Any time a sports superstar exits the stage, questions abound regarding the vacuum created and the impact it will have on the sport and its fans. That is definitely the case with the G.O.A.T. of women’s tennis, Serena Williams, set to retire after the U.S. Open.


Sports are star-driven. The one-namers and record-setters inspire passionate interest and loyalty from avid fans in addition to attracting legions of casual observers who otherwise might direct their time and attention to other pursuits.


No doubt the powers that be in women’s tennis have long considered what will happen to tournament viewership and attendance in Serena’s absence—and what they can do to minimize any negative effect.

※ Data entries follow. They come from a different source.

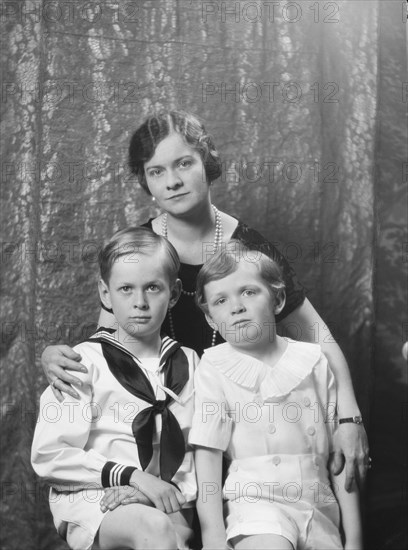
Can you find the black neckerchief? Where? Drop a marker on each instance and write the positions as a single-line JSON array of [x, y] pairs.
[[125, 367]]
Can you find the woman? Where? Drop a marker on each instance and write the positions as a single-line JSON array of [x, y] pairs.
[[176, 161]]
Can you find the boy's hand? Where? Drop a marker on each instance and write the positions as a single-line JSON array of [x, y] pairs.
[[163, 495], [54, 361], [350, 444], [122, 495]]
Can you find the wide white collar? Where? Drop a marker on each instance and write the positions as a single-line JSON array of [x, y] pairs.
[[293, 367]]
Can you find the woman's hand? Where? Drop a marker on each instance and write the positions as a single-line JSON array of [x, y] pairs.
[[122, 495], [350, 444], [164, 496], [54, 361]]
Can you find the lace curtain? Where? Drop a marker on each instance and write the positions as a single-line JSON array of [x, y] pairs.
[[302, 99]]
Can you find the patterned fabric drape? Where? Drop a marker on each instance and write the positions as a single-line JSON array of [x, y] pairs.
[[293, 94]]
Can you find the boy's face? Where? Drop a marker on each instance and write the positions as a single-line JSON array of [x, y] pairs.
[[242, 308], [139, 293]]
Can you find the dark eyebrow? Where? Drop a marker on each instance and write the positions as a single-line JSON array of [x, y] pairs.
[[175, 161]]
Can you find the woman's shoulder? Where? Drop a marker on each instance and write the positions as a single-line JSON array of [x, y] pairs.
[[249, 235]]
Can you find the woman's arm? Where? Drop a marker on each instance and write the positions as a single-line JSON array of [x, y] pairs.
[[350, 513], [209, 501], [350, 440], [57, 360]]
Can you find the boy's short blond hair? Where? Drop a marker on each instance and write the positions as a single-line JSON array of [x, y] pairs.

Although the Hologic WTA Tour and the USTA will likely step up marketing and promotion to cushion the blow, their pockets are only so deep. But the sport’s current and prospective corporate partners now have a golden opportunity to put their money where their mouths are and invest in building interest in women’s tennis and its top players.


They will have their work cut out for them, as there is not an obvious heir apparent player to get behind. The current top five women in the singles rankings are Iga Swiatek, Anett Kontaveit, Maria Sakkari, Paula Badosa and Ons Jabeur. The highest ranked U.S. player is Jessica Pegula at No. 8, followed by Coco Gauff at No. 12.


While some of the usual suspects, including sporting goods and apparel brands that are already deeply rooted in the sport are likely candidates to redouble their support, the wide-open field creates space for new partners who want to support women’s sports but are looking for a cost-effective way to do it.


Whether and how they will go about doing so will be fascinating to watch in the coming months and as the 2023 season gets underway. As I wrote in a post last year, the process for how brands select individual athletes, celebrities and influencers to partner with leaves much to be desired, as “plenty of six- and seven-figure endorsement deals are done on the basis of a single fan poll and conversations with a coach or two. Except for the addition of a quick scan of social media, this selection 'system' hasn’t really changed in 50 years.”


Corporate supporters of women’s tennis not only have a chance to keep the sport front and center with fans, they also could set an example of how to do it using consumer insights and other research that will align them with the best athletes, stories and content that will benefit everyone involved.